A 48-year-old man with a history of good health and who has spent his life around dogs was forced to have all of his limbs amputated after contracting a rare blood infection that likely came from his own pooch.
Greg Manteufel, of West Bend, Wisc., landed in the emergency room last month with what he thought was the flu, Fox 6 Now reported.
“It hit him with a vengeance,” Dawn Manteufel, his wife, told the news outlet. “Just bruising all over him. Looked like somebody beat him up with a baseball bat.”
Subsequent testing revealed that Manteufel had contracted an infection from a bacteria identified as capnocytophaga, which is found in dog saliva. The bacteria can cause severe infections in people with weakened immune systems, and is spread through bites or close contact with infected dogs.

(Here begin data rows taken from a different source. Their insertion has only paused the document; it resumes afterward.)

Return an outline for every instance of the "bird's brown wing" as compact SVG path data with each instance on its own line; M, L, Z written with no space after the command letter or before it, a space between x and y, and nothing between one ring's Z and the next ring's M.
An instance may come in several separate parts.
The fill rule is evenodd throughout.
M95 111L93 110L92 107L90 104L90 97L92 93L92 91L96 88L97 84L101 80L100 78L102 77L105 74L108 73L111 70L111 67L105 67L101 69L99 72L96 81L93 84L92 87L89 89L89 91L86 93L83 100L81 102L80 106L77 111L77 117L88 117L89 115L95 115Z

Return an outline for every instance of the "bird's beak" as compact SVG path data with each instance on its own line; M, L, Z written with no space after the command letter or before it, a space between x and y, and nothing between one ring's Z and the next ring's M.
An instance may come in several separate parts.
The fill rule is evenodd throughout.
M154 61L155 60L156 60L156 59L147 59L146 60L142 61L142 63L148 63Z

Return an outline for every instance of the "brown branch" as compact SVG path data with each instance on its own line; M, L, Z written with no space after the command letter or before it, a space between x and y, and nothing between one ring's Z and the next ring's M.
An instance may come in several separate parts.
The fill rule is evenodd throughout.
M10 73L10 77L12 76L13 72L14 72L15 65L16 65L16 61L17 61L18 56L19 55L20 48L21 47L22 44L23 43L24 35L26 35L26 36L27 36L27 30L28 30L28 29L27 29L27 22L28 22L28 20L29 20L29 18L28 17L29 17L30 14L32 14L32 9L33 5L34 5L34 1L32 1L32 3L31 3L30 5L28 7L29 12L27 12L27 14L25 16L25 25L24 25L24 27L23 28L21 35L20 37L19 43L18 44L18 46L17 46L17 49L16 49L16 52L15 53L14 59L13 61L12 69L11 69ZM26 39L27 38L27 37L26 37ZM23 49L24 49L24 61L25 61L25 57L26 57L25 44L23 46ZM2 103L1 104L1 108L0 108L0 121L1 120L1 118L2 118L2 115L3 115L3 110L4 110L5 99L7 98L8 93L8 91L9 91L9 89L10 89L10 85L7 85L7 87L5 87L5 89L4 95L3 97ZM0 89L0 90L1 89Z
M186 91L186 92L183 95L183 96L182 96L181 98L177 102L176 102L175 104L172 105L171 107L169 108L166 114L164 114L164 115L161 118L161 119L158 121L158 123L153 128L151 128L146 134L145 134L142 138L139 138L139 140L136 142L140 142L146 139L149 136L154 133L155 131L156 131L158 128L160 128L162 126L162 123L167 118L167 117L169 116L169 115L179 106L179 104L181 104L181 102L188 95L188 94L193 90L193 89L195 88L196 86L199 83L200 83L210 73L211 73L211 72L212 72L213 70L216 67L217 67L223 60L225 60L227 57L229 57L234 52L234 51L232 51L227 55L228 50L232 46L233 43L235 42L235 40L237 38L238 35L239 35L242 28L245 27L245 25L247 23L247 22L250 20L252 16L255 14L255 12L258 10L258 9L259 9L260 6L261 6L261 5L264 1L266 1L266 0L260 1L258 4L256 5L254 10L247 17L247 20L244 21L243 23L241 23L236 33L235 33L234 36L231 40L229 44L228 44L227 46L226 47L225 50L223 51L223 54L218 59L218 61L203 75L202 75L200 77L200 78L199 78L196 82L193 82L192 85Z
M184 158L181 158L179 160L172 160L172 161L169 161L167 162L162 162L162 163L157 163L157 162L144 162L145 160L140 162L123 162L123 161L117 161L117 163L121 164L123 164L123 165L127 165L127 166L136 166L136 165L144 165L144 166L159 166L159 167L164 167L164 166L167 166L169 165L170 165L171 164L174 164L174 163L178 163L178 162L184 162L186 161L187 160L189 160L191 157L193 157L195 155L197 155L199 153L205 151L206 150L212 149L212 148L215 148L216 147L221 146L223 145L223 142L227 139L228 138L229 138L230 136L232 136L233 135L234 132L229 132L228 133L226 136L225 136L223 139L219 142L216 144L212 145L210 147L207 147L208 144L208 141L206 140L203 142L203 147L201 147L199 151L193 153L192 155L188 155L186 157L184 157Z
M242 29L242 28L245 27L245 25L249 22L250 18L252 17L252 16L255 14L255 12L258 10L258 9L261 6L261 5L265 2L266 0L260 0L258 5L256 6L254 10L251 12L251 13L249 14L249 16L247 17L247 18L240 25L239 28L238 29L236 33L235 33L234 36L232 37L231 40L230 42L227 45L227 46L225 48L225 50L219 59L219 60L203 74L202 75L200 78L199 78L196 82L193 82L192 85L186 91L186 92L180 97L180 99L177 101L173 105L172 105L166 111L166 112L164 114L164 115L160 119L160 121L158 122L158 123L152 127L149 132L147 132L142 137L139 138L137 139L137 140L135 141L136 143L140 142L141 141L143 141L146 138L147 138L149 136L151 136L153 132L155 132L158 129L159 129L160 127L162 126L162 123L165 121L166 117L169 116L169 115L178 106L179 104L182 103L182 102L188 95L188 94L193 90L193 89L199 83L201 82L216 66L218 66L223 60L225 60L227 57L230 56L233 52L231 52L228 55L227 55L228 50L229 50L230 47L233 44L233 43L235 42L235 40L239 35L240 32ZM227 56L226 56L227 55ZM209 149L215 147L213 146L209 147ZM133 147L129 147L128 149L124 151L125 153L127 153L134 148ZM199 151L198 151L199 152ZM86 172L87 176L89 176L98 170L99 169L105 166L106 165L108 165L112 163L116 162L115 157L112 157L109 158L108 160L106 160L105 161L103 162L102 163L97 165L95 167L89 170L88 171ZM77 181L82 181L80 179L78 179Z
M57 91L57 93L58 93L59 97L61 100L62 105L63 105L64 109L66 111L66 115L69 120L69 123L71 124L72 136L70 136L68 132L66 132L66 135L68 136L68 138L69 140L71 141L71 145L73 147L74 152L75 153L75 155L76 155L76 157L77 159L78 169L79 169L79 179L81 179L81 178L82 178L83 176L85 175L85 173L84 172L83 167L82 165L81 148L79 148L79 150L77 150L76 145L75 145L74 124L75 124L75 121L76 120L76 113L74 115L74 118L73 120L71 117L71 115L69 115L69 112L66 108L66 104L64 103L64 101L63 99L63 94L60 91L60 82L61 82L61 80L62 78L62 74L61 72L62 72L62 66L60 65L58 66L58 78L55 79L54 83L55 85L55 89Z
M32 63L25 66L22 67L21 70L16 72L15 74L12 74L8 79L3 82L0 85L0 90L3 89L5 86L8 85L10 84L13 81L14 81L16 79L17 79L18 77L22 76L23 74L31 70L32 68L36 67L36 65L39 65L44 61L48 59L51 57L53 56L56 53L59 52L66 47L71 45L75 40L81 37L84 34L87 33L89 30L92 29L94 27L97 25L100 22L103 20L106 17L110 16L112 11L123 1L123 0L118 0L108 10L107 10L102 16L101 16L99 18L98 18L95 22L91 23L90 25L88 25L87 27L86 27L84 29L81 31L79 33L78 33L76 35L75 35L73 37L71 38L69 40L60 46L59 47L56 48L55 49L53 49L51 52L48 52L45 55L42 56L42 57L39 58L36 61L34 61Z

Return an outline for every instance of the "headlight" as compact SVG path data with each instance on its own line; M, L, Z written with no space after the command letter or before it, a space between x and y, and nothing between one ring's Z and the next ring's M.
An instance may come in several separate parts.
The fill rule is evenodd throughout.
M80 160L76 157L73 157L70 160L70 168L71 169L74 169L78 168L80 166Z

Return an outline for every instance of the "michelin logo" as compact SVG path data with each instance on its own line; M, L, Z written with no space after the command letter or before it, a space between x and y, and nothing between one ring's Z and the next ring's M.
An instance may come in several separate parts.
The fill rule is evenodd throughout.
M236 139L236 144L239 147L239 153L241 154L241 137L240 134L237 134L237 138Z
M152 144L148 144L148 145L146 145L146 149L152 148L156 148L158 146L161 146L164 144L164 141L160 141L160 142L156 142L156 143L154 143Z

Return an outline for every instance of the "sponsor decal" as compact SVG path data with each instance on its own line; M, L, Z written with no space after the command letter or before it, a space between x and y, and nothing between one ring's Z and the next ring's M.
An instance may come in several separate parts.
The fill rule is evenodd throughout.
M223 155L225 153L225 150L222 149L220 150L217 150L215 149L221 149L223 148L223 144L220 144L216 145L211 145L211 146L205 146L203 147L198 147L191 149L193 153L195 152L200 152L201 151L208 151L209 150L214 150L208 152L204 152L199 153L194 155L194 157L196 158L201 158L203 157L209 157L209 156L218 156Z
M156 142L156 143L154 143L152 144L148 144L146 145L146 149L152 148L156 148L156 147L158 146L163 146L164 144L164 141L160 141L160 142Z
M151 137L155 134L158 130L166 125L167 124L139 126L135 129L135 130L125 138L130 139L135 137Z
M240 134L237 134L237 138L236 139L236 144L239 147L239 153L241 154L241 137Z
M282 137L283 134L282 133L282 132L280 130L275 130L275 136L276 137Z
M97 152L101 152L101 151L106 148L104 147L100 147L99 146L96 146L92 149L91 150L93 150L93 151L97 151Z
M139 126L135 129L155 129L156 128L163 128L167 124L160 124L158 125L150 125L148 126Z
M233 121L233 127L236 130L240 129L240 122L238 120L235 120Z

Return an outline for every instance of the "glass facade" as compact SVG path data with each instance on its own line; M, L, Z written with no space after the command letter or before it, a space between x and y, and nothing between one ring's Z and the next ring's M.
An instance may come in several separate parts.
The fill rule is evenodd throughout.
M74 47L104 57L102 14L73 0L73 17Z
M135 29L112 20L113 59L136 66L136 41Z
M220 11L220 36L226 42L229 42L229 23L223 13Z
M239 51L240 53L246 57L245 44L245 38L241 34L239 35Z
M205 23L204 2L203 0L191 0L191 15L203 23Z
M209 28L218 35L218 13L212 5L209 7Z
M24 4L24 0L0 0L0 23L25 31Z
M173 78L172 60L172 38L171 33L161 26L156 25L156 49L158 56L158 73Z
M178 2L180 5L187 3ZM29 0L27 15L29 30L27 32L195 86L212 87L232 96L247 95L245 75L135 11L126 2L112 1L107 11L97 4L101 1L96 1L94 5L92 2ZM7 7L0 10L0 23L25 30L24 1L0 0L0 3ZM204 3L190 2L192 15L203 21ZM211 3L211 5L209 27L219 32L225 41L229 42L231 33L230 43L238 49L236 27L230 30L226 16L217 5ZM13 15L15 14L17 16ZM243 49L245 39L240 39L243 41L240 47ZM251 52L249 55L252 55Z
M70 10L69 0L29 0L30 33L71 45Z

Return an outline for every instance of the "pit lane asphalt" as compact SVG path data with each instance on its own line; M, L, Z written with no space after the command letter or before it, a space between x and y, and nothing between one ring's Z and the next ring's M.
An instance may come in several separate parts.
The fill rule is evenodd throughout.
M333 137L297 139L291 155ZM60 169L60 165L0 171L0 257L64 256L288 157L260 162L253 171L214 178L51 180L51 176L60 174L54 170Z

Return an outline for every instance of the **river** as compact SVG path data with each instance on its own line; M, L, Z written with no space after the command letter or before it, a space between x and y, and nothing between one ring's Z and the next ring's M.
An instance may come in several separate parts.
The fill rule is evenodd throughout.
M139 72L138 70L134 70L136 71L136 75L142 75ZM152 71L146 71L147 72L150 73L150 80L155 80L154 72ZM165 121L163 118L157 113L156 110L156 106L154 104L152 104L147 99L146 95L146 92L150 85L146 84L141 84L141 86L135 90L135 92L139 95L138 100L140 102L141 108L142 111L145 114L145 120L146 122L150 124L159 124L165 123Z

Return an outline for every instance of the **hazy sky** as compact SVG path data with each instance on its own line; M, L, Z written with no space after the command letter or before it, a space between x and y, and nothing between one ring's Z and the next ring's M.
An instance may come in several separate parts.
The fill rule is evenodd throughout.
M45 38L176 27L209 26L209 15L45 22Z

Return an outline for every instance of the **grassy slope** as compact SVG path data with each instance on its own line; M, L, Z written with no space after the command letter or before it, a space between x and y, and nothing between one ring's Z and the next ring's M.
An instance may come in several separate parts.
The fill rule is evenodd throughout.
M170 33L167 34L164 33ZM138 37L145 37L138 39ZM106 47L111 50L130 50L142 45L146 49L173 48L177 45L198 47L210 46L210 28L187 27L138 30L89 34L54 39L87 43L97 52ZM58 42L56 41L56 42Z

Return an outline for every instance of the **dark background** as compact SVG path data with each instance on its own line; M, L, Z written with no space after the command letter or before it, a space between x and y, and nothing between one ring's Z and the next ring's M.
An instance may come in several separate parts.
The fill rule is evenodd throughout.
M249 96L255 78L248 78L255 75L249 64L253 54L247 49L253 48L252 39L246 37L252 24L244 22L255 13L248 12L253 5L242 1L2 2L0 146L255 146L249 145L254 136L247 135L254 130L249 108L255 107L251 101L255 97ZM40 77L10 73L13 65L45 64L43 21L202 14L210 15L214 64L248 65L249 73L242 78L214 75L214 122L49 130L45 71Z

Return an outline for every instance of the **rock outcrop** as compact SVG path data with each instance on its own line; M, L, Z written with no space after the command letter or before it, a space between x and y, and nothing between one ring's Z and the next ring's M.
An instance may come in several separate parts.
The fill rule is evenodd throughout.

Patients infected with the bacteria may exhibit blisters around the bite wound, redness or swelling, fever, diarrhea, vomiting, headaches and muscle and joint pain. According to the Centers for Disease Control and Prevention (CDC), symptoms will typically appear within three to five days, but can take up to two weeks to present themselves. Severe infections can be fatal within 72 hours after symptoms appear.
“This infection in his blood triggered a very severe response on his body,” Dr. Silvia Munoz-Price, an infectious disease specialist, told Fox 6 Now. “More than 99 percent of the people that have dogs will never have this issue. It’s just chance.”
The infection caused Manteufel’s blood pressure to drop, and the circulation to his limbs decreased, causing those limbs to turn black.
Dawn Manteufel said that within one week, her husband’s legs were gone, followed by more surgeries to remove portions of his hands, and then half of both forearms.
“Furthermore, all areas of Greg’s body and tissue was affected by the bacteria and the sepsis, the [doctors] say his nose will need extensive repairs, which means he will need plastic surgery to rebuild a new healthy nose,” a post on the family’s GoFundMe page said. “Greg is going to need several more surgeries, lots of time and his family by his side to get [through] this life-changing event.”
Dawn Manteufel said that they are focused on what her husband has left, rather than what was taken away.